The distance between the front and rear wheel axles of the cart is 2 meters. The front wheels of the cart act on the ground

The distance between the front and rear wheel axles of the cart is 2 meters. The front wheels of the cart act on the ground with a force of 1200H, and the rear wheels with a force of 1600. What is the mass of the cart? With what forces will the rear and front wheels of the cart act on the ground if the rear axle is displaced from the front by a distance of 2.2 m?
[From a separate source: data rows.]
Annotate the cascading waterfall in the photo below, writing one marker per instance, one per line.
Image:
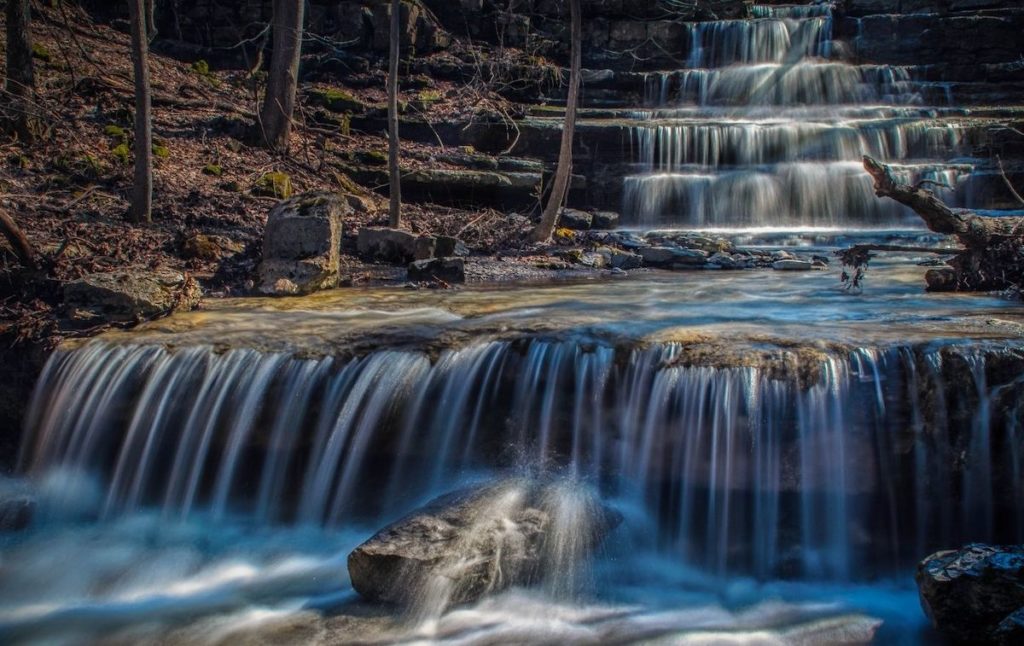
(764, 129)
(828, 471)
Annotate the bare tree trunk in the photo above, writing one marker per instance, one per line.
(563, 174)
(972, 229)
(151, 18)
(20, 82)
(275, 115)
(392, 115)
(141, 202)
(23, 248)
(993, 254)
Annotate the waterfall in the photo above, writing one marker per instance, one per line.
(780, 468)
(765, 128)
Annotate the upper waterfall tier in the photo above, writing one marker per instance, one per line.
(667, 146)
(727, 42)
(807, 82)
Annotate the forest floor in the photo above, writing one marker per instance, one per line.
(69, 190)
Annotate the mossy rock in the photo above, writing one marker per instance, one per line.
(371, 158)
(417, 82)
(337, 100)
(346, 184)
(122, 154)
(85, 166)
(201, 68)
(273, 185)
(116, 131)
(40, 51)
(430, 96)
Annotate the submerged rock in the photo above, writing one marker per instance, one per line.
(576, 220)
(605, 219)
(468, 544)
(793, 264)
(446, 269)
(131, 294)
(975, 594)
(392, 245)
(302, 243)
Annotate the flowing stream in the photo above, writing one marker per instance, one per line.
(780, 451)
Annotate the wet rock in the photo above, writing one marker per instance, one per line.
(687, 258)
(446, 269)
(793, 264)
(210, 248)
(669, 256)
(471, 543)
(605, 219)
(576, 220)
(975, 594)
(726, 261)
(17, 507)
(941, 280)
(301, 244)
(619, 259)
(130, 294)
(448, 246)
(1011, 630)
(396, 246)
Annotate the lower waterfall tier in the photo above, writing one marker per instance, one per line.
(808, 464)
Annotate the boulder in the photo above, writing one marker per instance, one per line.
(657, 256)
(576, 220)
(446, 269)
(975, 594)
(941, 280)
(131, 294)
(392, 245)
(620, 259)
(448, 246)
(17, 506)
(210, 248)
(793, 264)
(470, 543)
(302, 243)
(605, 219)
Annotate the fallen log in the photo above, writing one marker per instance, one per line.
(992, 257)
(23, 249)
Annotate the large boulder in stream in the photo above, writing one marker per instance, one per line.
(470, 543)
(302, 244)
(132, 294)
(975, 594)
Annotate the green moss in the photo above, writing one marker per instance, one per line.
(429, 96)
(116, 131)
(273, 185)
(122, 153)
(311, 203)
(202, 70)
(372, 158)
(337, 100)
(40, 51)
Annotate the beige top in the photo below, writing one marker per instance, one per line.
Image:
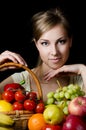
(24, 75)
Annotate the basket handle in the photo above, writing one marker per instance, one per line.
(31, 72)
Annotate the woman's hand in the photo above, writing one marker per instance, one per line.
(7, 56)
(66, 69)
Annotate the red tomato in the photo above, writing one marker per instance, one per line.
(29, 105)
(40, 107)
(18, 106)
(13, 86)
(32, 95)
(8, 96)
(52, 127)
(20, 96)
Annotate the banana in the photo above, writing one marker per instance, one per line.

Consider that the position of the front wheel axle does not change, the mass of the cart wheels can be neglected, g = 10H / kg

The weight of the cart P is equal to the sum of the forces with which the wheels act on the ground at points A (front) and B (rear):
P = Fп + Fz = 1200 N + 1600 N = 2800 N.
The weight of the cart P is equal to the force of gravity Ft, which can be considered applied to the center of mass of the cart O:
P = Fт = mg,
where m is the mass, g is the acceleration of gravity.
m = Fт / g = 2800 N / 10 m / s2 = 280 kg.
Leverage rule relative to point A before the wheels shift:
Ft * AO = Nz * AB.
Answer: The weight of the cart is 280 kg. After the rear wheel has shifted, the front wheel will hit the ground with a force of 1345 N, the rear wheel with a force of 1455 N.